By being engaged with people not involved in our industry we can convey the point that these are not terrible practices, but essential and efficient practices with good science behind them or years of practice to ensure the sustainability of the industry.
This is where the great opportunity for the industry lies, especially with social media.
By bringing the fruit season to the forefront, by showing the grain being harvested that is so clean you can eat it straight out of the header box, and by showing all the tree lines that were planted 20 years ago for salt management, the industry has some great solutions to the problems already.
It will take the continued good will and the slow burn of a patient and wise industry to find the solution for this problem, but we are in good hands with the next generation of industry professionals.

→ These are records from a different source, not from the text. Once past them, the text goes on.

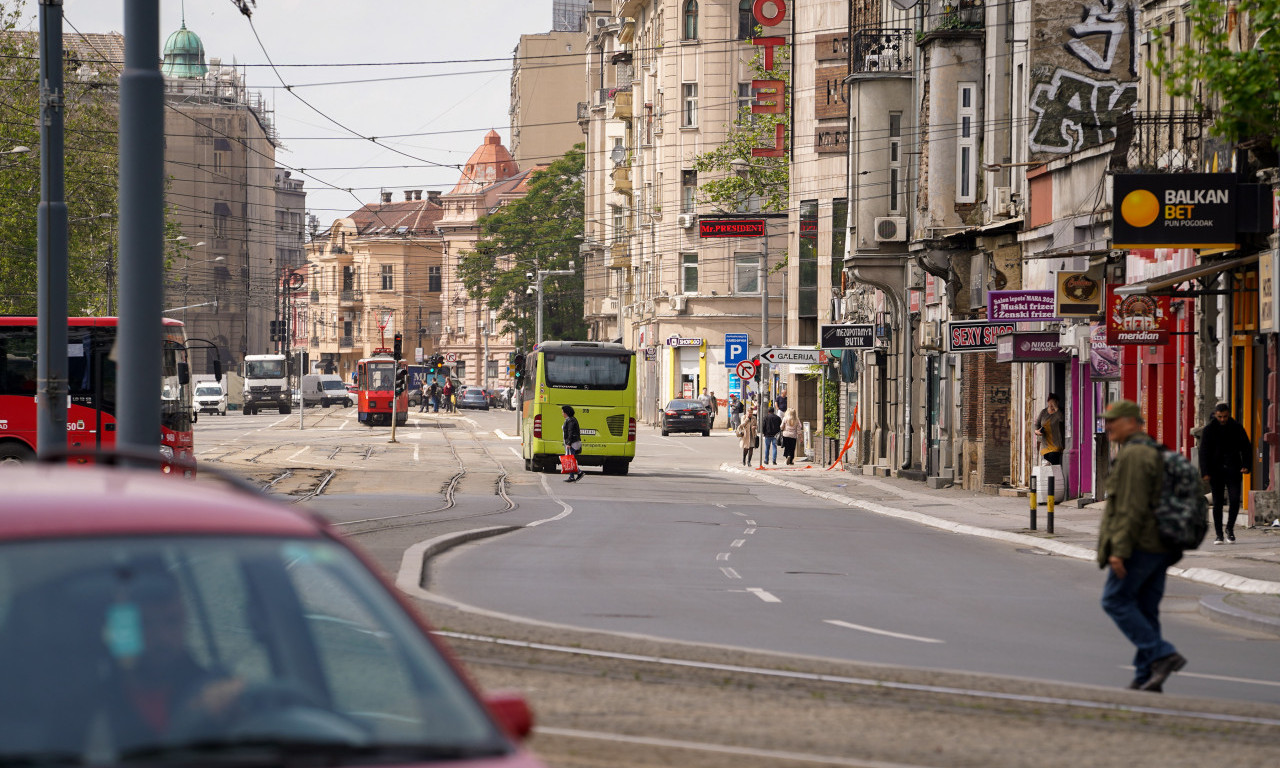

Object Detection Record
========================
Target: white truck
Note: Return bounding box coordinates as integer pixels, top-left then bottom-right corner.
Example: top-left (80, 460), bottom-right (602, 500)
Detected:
top-left (243, 355), bottom-right (293, 416)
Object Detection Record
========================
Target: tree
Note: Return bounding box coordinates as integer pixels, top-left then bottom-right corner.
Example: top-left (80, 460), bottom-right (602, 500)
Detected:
top-left (0, 3), bottom-right (118, 315)
top-left (458, 145), bottom-right (586, 347)
top-left (694, 45), bottom-right (791, 211)
top-left (1152, 0), bottom-right (1280, 156)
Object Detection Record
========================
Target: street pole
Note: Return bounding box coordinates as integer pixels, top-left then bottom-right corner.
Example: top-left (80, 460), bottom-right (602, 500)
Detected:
top-left (36, 0), bottom-right (68, 457)
top-left (117, 0), bottom-right (164, 453)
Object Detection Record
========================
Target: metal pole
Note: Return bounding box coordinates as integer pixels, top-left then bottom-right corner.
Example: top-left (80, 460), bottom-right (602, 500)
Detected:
top-left (36, 0), bottom-right (68, 457)
top-left (116, 0), bottom-right (164, 451)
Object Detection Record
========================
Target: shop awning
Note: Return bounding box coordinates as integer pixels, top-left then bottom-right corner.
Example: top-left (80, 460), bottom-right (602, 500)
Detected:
top-left (1116, 253), bottom-right (1258, 296)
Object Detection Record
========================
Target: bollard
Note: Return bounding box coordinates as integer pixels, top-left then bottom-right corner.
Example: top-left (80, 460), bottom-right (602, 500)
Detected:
top-left (1044, 475), bottom-right (1053, 534)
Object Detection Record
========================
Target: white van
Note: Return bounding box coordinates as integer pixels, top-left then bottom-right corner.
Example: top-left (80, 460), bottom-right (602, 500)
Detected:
top-left (193, 381), bottom-right (227, 416)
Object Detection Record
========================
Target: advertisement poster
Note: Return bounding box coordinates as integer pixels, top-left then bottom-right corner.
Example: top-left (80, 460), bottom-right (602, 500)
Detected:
top-left (1107, 285), bottom-right (1174, 344)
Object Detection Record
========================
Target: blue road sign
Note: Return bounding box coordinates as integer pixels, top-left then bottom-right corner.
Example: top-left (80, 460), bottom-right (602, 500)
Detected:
top-left (724, 333), bottom-right (750, 367)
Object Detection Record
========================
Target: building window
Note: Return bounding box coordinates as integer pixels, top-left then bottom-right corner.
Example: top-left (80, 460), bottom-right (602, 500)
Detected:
top-left (680, 83), bottom-right (698, 128)
top-left (680, 170), bottom-right (698, 214)
top-left (733, 253), bottom-right (760, 293)
top-left (685, 0), bottom-right (698, 40)
top-left (680, 253), bottom-right (698, 293)
top-left (956, 83), bottom-right (978, 202)
top-left (888, 113), bottom-right (902, 214)
top-left (737, 0), bottom-right (755, 40)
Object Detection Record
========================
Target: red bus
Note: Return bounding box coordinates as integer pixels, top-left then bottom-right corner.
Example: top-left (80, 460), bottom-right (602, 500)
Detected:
top-left (0, 317), bottom-right (195, 463)
top-left (356, 356), bottom-right (408, 426)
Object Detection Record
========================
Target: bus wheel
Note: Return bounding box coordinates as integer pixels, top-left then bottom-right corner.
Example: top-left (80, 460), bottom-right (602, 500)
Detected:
top-left (0, 443), bottom-right (36, 466)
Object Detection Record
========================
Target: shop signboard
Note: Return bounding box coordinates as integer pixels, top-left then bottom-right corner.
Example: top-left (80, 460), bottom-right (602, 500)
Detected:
top-left (1106, 285), bottom-right (1174, 344)
top-left (996, 333), bottom-right (1071, 362)
top-left (1089, 323), bottom-right (1120, 381)
top-left (947, 320), bottom-right (1014, 352)
top-left (1112, 173), bottom-right (1239, 248)
top-left (987, 291), bottom-right (1059, 323)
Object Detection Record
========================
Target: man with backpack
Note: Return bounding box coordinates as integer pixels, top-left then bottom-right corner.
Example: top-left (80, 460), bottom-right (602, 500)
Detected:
top-left (1098, 399), bottom-right (1187, 692)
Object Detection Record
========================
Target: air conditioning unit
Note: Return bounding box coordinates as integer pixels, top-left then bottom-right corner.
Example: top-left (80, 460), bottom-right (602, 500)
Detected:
top-left (874, 216), bottom-right (906, 243)
top-left (991, 187), bottom-right (1014, 216)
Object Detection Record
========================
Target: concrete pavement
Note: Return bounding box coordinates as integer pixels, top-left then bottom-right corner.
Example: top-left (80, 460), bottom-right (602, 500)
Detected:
top-left (721, 453), bottom-right (1280, 635)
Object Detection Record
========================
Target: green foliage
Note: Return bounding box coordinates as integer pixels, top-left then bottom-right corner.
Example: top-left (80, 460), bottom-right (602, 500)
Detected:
top-left (1151, 0), bottom-right (1280, 150)
top-left (694, 45), bottom-right (791, 211)
top-left (458, 145), bottom-right (586, 348)
top-left (0, 3), bottom-right (118, 315)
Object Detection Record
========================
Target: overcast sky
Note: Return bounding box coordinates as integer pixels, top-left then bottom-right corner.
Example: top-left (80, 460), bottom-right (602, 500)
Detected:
top-left (26, 0), bottom-right (552, 227)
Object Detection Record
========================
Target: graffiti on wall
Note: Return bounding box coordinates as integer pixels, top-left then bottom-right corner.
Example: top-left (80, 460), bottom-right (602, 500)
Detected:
top-left (1029, 0), bottom-right (1138, 160)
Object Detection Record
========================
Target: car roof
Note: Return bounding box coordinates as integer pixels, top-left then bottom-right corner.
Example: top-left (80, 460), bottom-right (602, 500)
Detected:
top-left (0, 465), bottom-right (324, 541)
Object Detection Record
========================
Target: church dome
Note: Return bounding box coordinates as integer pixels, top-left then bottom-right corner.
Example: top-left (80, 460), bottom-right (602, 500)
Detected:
top-left (160, 22), bottom-right (209, 79)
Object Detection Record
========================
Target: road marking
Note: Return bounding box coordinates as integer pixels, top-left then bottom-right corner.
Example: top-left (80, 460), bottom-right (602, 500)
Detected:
top-left (534, 726), bottom-right (920, 768)
top-left (823, 618), bottom-right (946, 643)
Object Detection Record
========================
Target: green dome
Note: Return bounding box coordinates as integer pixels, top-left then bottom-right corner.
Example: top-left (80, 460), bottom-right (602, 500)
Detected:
top-left (160, 22), bottom-right (209, 78)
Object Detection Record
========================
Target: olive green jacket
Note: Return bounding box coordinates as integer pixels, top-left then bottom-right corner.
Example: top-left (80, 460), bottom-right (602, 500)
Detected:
top-left (1098, 433), bottom-right (1165, 566)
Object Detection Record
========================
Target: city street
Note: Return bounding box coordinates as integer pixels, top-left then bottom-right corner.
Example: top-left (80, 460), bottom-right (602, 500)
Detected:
top-left (197, 408), bottom-right (1280, 764)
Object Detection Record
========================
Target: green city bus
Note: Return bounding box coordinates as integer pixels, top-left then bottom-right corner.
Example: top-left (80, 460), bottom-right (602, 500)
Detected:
top-left (520, 342), bottom-right (636, 475)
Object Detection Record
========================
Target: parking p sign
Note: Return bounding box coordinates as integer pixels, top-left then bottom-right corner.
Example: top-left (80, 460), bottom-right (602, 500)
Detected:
top-left (724, 333), bottom-right (749, 367)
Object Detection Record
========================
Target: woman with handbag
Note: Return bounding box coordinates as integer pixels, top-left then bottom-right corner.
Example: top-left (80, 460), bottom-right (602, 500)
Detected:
top-left (782, 408), bottom-right (800, 463)
top-left (561, 406), bottom-right (582, 483)
top-left (737, 406), bottom-right (759, 467)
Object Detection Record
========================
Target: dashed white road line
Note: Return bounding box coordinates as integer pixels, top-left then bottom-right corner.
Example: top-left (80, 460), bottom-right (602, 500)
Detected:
top-left (823, 618), bottom-right (946, 643)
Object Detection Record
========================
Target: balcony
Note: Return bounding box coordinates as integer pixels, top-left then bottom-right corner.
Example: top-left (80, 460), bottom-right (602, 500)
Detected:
top-left (850, 29), bottom-right (915, 74)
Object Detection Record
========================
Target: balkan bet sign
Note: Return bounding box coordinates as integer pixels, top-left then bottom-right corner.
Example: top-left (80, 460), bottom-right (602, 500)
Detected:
top-left (947, 320), bottom-right (1014, 352)
top-left (1112, 173), bottom-right (1238, 248)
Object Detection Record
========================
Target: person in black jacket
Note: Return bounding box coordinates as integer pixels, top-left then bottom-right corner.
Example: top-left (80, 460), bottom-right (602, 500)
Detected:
top-left (561, 406), bottom-right (582, 483)
top-left (1201, 403), bottom-right (1253, 544)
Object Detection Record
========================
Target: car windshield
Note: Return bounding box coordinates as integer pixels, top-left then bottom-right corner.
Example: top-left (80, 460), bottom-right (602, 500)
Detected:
top-left (0, 536), bottom-right (509, 764)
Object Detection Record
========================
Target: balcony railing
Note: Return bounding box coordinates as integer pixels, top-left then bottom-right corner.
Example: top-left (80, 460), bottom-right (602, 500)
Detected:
top-left (851, 29), bottom-right (915, 73)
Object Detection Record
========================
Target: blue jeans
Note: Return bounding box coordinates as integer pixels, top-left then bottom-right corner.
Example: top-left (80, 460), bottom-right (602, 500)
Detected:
top-left (760, 435), bottom-right (778, 463)
top-left (1102, 549), bottom-right (1178, 684)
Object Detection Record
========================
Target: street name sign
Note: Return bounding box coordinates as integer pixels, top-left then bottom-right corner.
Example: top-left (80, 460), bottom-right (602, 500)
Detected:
top-left (760, 347), bottom-right (827, 365)
top-left (819, 323), bottom-right (876, 349)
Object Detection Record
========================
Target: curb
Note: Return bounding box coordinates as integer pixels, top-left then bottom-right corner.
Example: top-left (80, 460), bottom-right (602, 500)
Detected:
top-left (721, 463), bottom-right (1280, 595)
top-left (1199, 595), bottom-right (1280, 635)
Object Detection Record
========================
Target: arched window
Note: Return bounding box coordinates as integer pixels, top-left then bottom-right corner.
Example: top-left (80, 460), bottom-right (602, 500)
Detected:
top-left (685, 0), bottom-right (698, 40)
top-left (737, 0), bottom-right (755, 40)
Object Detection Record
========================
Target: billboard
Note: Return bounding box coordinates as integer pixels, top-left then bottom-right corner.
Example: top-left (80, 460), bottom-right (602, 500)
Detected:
top-left (1111, 173), bottom-right (1238, 248)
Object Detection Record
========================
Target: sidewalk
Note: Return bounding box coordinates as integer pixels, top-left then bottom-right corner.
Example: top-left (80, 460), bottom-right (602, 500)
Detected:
top-left (721, 458), bottom-right (1280, 635)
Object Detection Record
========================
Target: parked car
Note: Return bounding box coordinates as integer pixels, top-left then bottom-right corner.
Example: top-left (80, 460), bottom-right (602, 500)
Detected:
top-left (0, 465), bottom-right (541, 768)
top-left (662, 399), bottom-right (712, 438)
top-left (193, 381), bottom-right (227, 416)
top-left (458, 387), bottom-right (489, 411)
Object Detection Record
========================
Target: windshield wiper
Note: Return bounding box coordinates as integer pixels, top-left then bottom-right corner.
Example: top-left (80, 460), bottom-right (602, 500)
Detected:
top-left (120, 737), bottom-right (507, 765)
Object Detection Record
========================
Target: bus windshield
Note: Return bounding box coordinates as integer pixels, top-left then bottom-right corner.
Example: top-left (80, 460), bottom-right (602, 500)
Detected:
top-left (543, 352), bottom-right (631, 389)
top-left (244, 360), bottom-right (284, 379)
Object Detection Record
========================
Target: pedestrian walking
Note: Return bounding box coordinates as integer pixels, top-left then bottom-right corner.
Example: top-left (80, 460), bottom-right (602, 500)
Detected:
top-left (561, 406), bottom-right (582, 483)
top-left (782, 408), bottom-right (801, 465)
top-left (1036, 393), bottom-right (1066, 466)
top-left (736, 406), bottom-right (759, 467)
top-left (1098, 399), bottom-right (1187, 692)
top-left (1201, 403), bottom-right (1253, 544)
top-left (760, 406), bottom-right (782, 466)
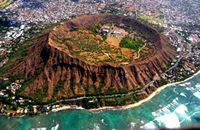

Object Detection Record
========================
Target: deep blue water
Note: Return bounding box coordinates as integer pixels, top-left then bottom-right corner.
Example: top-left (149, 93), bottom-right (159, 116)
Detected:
top-left (0, 74), bottom-right (200, 130)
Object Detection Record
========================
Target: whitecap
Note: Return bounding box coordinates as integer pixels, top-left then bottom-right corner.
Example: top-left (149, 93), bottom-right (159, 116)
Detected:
top-left (175, 104), bottom-right (188, 116)
top-left (101, 119), bottom-right (107, 125)
top-left (51, 124), bottom-right (59, 130)
top-left (156, 113), bottom-right (180, 128)
top-left (179, 82), bottom-right (191, 87)
top-left (193, 92), bottom-right (200, 98)
top-left (32, 127), bottom-right (47, 130)
top-left (131, 122), bottom-right (136, 130)
top-left (195, 83), bottom-right (200, 89)
top-left (185, 82), bottom-right (191, 85)
top-left (140, 121), bottom-right (157, 129)
top-left (93, 123), bottom-right (100, 130)
top-left (180, 93), bottom-right (187, 98)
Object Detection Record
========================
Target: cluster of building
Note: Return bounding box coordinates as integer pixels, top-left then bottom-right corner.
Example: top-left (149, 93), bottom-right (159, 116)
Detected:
top-left (163, 52), bottom-right (200, 83)
top-left (0, 80), bottom-right (22, 97)
top-left (4, 0), bottom-right (97, 23)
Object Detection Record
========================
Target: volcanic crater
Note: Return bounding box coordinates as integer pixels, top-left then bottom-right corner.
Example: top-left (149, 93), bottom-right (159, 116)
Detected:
top-left (7, 14), bottom-right (175, 102)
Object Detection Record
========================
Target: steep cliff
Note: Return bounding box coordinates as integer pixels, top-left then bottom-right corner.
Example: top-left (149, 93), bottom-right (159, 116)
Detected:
top-left (7, 14), bottom-right (175, 102)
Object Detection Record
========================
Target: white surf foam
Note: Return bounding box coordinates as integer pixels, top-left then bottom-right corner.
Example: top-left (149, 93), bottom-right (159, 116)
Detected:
top-left (51, 124), bottom-right (59, 130)
top-left (155, 113), bottom-right (180, 128)
top-left (180, 93), bottom-right (187, 98)
top-left (193, 92), bottom-right (200, 99)
top-left (195, 83), bottom-right (200, 89)
top-left (93, 123), bottom-right (100, 130)
top-left (179, 82), bottom-right (191, 87)
top-left (175, 104), bottom-right (188, 116)
top-left (140, 121), bottom-right (157, 129)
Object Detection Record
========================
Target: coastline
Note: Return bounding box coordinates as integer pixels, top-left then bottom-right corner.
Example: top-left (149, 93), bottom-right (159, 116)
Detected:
top-left (51, 70), bottom-right (200, 112)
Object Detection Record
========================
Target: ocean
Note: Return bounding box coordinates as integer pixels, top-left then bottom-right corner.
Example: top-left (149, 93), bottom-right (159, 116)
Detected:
top-left (0, 74), bottom-right (200, 130)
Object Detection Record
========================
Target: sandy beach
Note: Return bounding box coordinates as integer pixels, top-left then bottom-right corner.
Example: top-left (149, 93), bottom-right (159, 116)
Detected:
top-left (52, 70), bottom-right (200, 112)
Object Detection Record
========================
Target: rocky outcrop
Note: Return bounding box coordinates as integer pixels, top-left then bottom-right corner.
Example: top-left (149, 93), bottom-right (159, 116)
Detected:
top-left (8, 14), bottom-right (175, 101)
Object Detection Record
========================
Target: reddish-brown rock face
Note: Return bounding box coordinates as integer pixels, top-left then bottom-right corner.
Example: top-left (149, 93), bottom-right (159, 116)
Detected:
top-left (11, 14), bottom-right (175, 101)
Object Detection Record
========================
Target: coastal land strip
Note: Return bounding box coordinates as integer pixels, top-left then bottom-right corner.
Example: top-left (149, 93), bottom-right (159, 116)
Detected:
top-left (52, 70), bottom-right (200, 112)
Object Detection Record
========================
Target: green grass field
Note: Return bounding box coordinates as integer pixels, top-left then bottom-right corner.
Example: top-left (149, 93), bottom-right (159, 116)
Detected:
top-left (140, 16), bottom-right (164, 23)
top-left (0, 0), bottom-right (14, 8)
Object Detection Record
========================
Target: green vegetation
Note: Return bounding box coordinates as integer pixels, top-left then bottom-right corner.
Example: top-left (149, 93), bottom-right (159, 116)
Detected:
top-left (137, 18), bottom-right (165, 33)
top-left (53, 81), bottom-right (65, 95)
top-left (119, 37), bottom-right (144, 51)
top-left (0, 0), bottom-right (14, 8)
top-left (140, 15), bottom-right (164, 23)
top-left (0, 17), bottom-right (9, 33)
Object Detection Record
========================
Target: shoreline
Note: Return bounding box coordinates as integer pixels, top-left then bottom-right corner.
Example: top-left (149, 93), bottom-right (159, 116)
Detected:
top-left (51, 70), bottom-right (200, 112)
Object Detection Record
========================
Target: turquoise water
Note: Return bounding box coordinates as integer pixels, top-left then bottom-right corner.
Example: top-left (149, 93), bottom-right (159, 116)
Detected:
top-left (0, 74), bottom-right (200, 130)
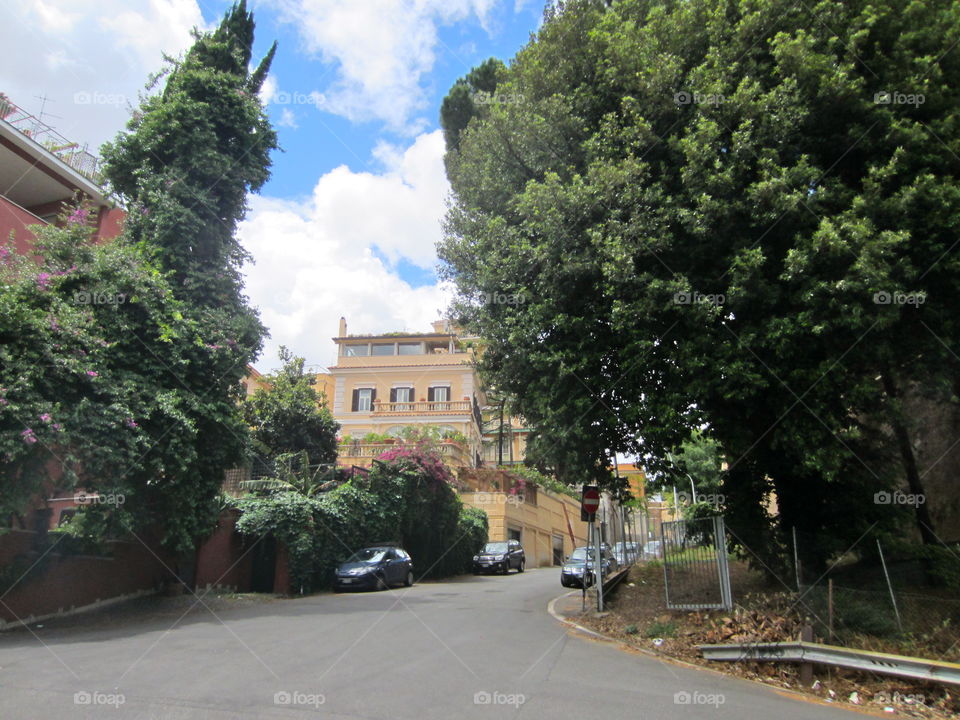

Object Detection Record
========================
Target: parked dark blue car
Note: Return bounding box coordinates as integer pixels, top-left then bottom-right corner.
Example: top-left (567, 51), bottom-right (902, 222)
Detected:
top-left (333, 545), bottom-right (413, 590)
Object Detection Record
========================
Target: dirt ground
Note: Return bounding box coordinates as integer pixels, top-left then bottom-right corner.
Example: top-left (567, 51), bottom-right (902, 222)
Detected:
top-left (576, 563), bottom-right (960, 720)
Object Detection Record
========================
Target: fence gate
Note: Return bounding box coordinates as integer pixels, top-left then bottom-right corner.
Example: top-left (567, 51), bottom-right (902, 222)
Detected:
top-left (660, 516), bottom-right (733, 610)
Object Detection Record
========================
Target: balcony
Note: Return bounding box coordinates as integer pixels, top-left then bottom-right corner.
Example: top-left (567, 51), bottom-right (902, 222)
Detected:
top-left (372, 400), bottom-right (473, 415)
top-left (0, 96), bottom-right (103, 185)
top-left (337, 442), bottom-right (473, 467)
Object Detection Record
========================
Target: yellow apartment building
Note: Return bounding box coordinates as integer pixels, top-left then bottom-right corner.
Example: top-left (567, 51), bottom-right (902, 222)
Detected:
top-left (323, 318), bottom-right (486, 467)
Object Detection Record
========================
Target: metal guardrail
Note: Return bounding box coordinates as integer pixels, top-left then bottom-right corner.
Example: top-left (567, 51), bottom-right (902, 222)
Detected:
top-left (699, 641), bottom-right (960, 685)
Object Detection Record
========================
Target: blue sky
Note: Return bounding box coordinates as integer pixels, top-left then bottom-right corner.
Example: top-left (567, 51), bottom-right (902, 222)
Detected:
top-left (0, 0), bottom-right (543, 370)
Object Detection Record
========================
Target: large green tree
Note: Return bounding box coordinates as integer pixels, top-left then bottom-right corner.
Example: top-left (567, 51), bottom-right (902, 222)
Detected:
top-left (0, 214), bottom-right (235, 550)
top-left (87, 1), bottom-right (277, 549)
top-left (440, 0), bottom-right (960, 565)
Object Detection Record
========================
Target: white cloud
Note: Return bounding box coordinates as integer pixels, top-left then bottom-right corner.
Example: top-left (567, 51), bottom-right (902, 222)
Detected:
top-left (0, 0), bottom-right (204, 150)
top-left (240, 131), bottom-right (450, 369)
top-left (273, 0), bottom-right (499, 134)
top-left (277, 108), bottom-right (300, 130)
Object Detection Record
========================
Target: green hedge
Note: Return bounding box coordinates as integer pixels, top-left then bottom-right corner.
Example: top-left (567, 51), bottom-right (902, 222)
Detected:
top-left (237, 447), bottom-right (488, 591)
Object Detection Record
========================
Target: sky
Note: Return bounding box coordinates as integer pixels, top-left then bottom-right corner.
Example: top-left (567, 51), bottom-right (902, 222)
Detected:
top-left (0, 0), bottom-right (543, 372)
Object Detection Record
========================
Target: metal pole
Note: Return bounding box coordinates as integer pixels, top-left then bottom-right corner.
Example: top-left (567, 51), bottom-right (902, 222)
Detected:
top-left (791, 526), bottom-right (800, 592)
top-left (574, 520), bottom-right (593, 612)
top-left (594, 512), bottom-right (603, 612)
top-left (827, 578), bottom-right (833, 644)
top-left (877, 538), bottom-right (903, 632)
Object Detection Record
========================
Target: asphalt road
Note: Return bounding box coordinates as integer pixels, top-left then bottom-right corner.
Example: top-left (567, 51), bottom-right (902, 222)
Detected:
top-left (0, 569), bottom-right (862, 720)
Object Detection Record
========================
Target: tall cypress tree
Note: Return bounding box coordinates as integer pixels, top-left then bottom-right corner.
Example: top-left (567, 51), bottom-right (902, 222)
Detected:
top-left (103, 0), bottom-right (277, 549)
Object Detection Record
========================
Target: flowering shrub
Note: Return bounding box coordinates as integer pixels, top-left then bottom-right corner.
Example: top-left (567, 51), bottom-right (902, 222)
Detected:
top-left (0, 213), bottom-right (255, 547)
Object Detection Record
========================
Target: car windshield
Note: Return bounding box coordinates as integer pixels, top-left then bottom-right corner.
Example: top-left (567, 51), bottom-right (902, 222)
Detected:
top-left (570, 548), bottom-right (593, 561)
top-left (347, 548), bottom-right (387, 562)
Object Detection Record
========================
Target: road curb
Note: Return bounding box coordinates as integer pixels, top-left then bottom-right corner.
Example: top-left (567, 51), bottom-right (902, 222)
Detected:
top-left (547, 591), bottom-right (892, 718)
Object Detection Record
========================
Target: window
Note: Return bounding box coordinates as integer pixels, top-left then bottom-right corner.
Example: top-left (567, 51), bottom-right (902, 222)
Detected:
top-left (350, 388), bottom-right (377, 412)
top-left (343, 345), bottom-right (370, 357)
top-left (427, 386), bottom-right (450, 410)
top-left (390, 387), bottom-right (413, 412)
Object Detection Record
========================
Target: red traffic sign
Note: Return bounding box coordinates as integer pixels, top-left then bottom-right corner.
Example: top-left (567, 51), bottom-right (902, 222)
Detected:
top-left (580, 485), bottom-right (600, 515)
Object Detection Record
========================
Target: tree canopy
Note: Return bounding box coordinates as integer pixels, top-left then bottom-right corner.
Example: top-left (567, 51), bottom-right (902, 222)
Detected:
top-left (0, 2), bottom-right (276, 552)
top-left (440, 0), bottom-right (960, 564)
top-left (244, 346), bottom-right (340, 465)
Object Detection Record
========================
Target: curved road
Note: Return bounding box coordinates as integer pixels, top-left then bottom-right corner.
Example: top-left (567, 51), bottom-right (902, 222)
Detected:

There are further ways that new entrants, young people, can work with the current industry professionals to expand this great opportunity for the future. The simple solution is to get involved!
All actions start at home and in your local community. By supporting a strong local community you will have a solid base to start making positive change further into your specific field, be it beef, wheat production, grain marketing or even the accountants who are only appreciated at tax return time.
It can be as simple as volunteering at your local sports club or the Rural Fire Service.
- Henry Gratte is a director at the Future Farmers Network.